COLONIE Bill Stevens’ first job on a golf course was picking up cigarette butts. Each morning before he went to high school, he’d walk around Wahconah Country Club in Dalton, Mass., where his father had been the greens superintendent when the club first opened in 1930. The shift starting at 6 a.m. may not have been his dream job at the golf course, but merely being out on the fairways and greens was enough for the 16-year-old.
“Depending on how you fast you worked, you could relax and enjoy the beauty … quietness of the golf course,” Stevens, now 65, said.
Stevens spent three summers at the club, eventually upgrading to piloting riding mowers and tractors.
“If you drove the tractors, you were part of the crew. You were semi-important,” he said, laughing.

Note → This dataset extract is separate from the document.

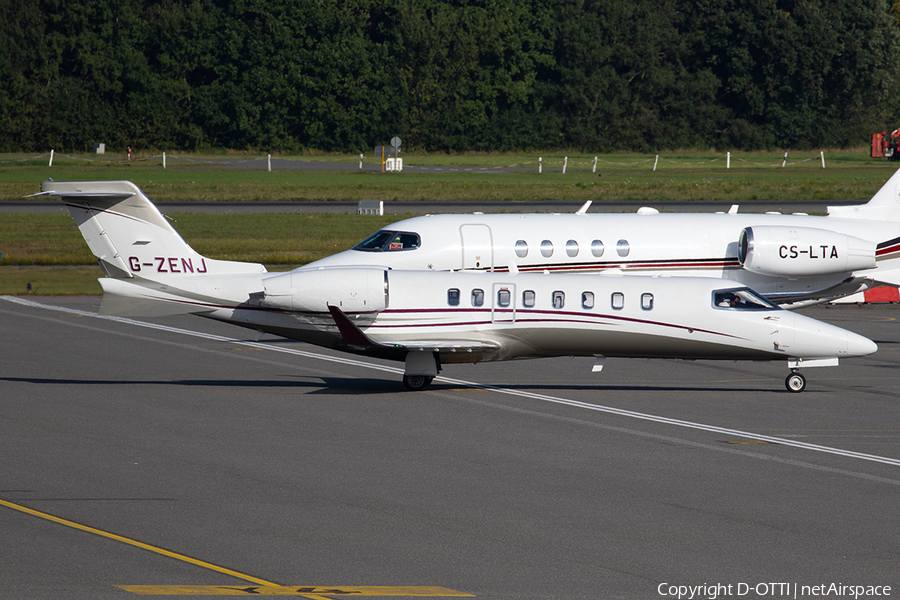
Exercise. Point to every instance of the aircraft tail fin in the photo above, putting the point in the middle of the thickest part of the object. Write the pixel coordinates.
(884, 205)
(129, 236)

It turns out corralling butts was the start of a long career on the links. When it came time for college, Stevens decided to follow his father’s footsteps by enrolling at the University of Massachusetts for a two-year degree in golf course maintenance in 1966. There, Stevens learned the science of the greens, from how to cut grass less than an inch high to knowing how to cure grass diseases.
After almost 50 years of working in the golf maintenance business and 42 years on the greens at Albany’s Wolferts Roost Country Club, Stevens stepped off the grass to retire this past April.
“With the demands of the job, I kind of neglected the house for a few years,” Stevens said.
Perhaps ironically, Stevens was never much of a golfer and has not played the game at all since rupturing a disc in his back in 1989. Newly retired, he mowed his own lawn last week for the first time in more than a year. After spending 32 years as green superintendent at Wolferts Roost and working close to 80 hours a week perfecting the club’s grass, his own didn’t seem as important. The country club sits on 150 acres of land off of Van Rennselaer Boulevard, with the 18-hole golf course on 130 of them. The greens are “the most important.”